Девушку трясло. Сквозь смуглоту на ее скулах проступили багровые пятна. Лоб усеяли легкие прозрачные бисеринки. Она лежала, прерывисто дыша.
Всю ночь Одинцов не отходил от нее ни на шаг. Утром Виорике стало еще хуже. В беспамятстве она кого-то звала, Одинцов не разобрал слов, металась, сбрасывала куртку. Худела прямо на глазах, носик заострился, щеки запали.
Младший лейтенант растерялся, не зная» как ей помочь.
Временами девушка приходила в себя. Оглядывала все вокруг помутневшими глазами. Еле разжимая губы, умоляла?

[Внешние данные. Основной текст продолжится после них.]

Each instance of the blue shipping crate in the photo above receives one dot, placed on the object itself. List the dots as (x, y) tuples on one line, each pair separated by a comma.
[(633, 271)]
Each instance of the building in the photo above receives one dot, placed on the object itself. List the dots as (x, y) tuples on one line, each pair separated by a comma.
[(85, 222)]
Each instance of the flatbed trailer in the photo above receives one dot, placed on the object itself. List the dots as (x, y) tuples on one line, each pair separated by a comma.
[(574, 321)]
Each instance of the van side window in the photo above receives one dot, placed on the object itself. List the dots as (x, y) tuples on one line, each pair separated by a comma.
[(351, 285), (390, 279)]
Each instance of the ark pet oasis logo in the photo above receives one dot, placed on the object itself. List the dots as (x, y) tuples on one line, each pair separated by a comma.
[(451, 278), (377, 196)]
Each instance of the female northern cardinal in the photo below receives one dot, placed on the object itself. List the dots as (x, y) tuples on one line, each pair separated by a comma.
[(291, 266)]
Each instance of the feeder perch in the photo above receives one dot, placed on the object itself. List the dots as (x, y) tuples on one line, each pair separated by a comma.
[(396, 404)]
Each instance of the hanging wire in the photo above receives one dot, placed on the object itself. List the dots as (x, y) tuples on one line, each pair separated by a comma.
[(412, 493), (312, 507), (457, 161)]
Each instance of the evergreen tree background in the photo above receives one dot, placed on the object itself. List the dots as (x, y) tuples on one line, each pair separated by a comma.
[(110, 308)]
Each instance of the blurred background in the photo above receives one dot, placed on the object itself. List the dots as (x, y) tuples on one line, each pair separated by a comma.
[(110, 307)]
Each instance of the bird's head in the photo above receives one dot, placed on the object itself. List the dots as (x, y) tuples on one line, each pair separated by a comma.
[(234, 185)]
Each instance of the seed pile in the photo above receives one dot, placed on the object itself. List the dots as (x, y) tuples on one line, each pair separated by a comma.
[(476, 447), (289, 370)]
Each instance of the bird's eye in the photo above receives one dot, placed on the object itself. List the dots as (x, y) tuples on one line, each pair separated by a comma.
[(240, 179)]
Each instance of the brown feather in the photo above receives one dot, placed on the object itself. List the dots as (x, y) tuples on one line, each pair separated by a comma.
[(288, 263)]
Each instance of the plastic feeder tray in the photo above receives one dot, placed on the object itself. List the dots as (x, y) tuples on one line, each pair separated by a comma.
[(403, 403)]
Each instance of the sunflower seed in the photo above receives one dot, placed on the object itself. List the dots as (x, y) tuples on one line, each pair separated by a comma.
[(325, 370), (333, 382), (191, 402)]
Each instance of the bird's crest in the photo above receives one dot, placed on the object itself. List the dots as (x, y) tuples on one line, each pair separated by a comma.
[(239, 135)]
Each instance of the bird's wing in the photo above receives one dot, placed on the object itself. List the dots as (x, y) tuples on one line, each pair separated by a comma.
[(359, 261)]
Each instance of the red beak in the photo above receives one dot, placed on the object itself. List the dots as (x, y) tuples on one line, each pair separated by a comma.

— Дайте руку… Не бросайте меня… Страшно… Лучше убейте, но не отдавайте им… Растерзают.
Одинцов поил ее кипятком, прикладывал к пылавшему лбу мокрый платок, успокаивал, словно ребенка. Он положил голову девушки к себе на колени и легонько поглаживал ее виски. Так когда-то делала его мать, если он болел. Когда Виорика забывалась, сидел, хотя и сводило спину, не шевелясь, лишь бы не разбудить, не потревожить. Не отрываясь, смотрел в ее изможденное лицо.